In the late afternoon we reached La Oroya, mentioned
in my first Peru post, the subject of this film and this one, which features
our host, Jed Koball, speaking about the children of La Oroya. There a mining operation owned by an American billionaire
has left the river and the children severely poisoned by lead. If we don’t
realize on a gut level the relationship between consumer thirst, especially for
metals, and worldwide pollution and poverty, La Oroya awakens the conscience
like no other place I have been.

We stopped at Filomena Tomaira Pacsi, an
NGO in La Oroya with which Joining Hands partners. The climb from the bus up
two flights of stairs at 12,000 feet was when we felt the altitude most. On the
one hand, I felt light in the thin air, almost floating, as if on the moon.
Would that I had floated up the stairs! We took them slowly, chagrinned at
the sudden weakness of our lungs and legs.

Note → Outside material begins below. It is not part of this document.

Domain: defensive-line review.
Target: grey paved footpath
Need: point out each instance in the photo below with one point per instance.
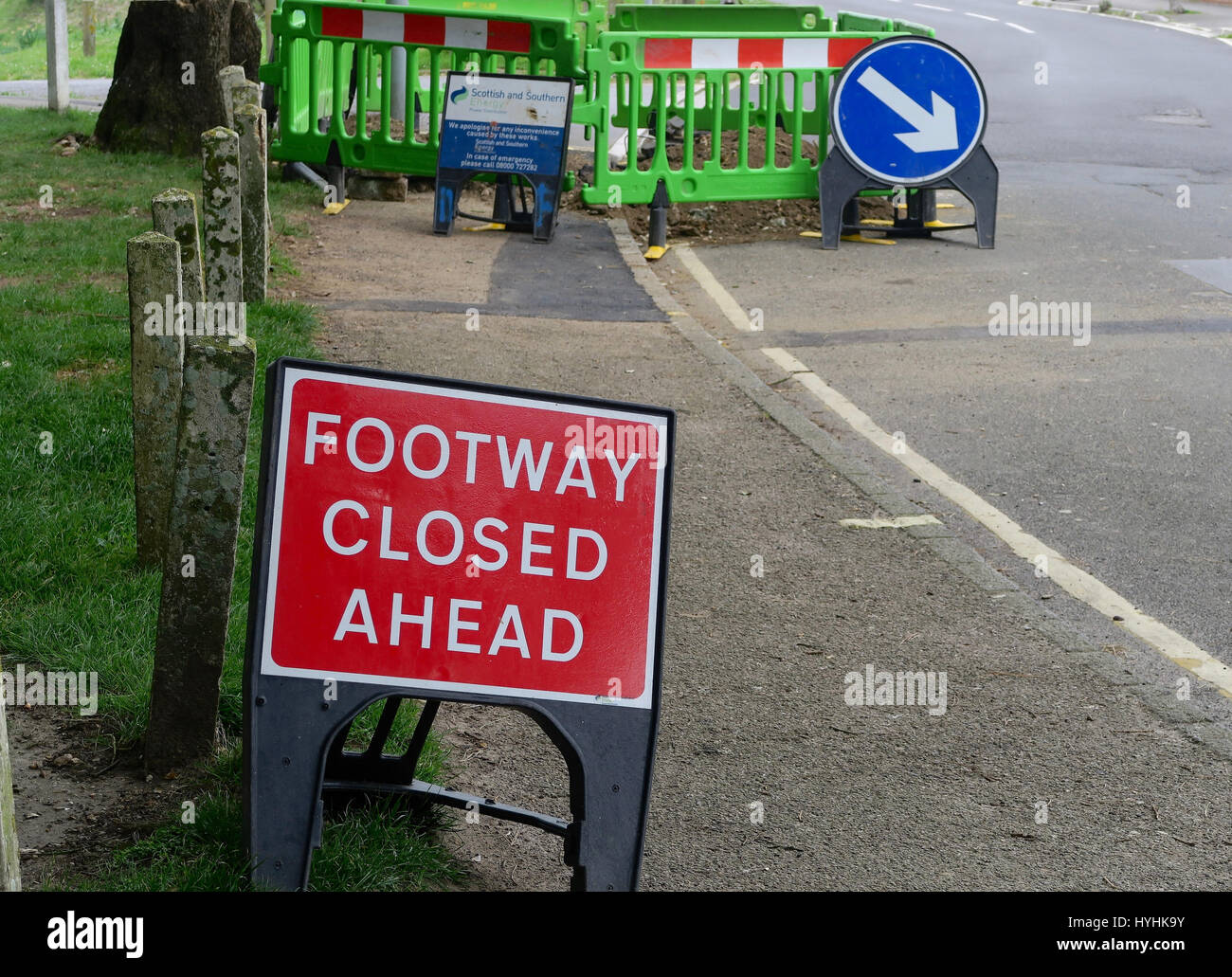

We were greeted by Esther Hinostroza, Wilmer Chipana Veramendi, and others at FTP with steaming cups of coca leaf tea, a traditional altitude remedy. I later learned that coca is the source of cocaine, though it is a perfectly legal traditional medicine in the Andes.Soon our
hosts, who had waited for hours to greet us, spread out tropical fruits,
flatbread, and cheese, followed by bowls of chicken stew. Through translators
they explained the economics of foreign mining operations, which exploit
workers or refuse to hire locals, and destroy community health. They take but do
not give back to the communities from which the minerals are taken, and leave
the country devastated environmentally and economically. 

The poisoned river runs orange through La Oroya,
but parts of the town itself, perched high in the Andes, is breathtaking,
haunting, as this dusk photo as we left FTP shows.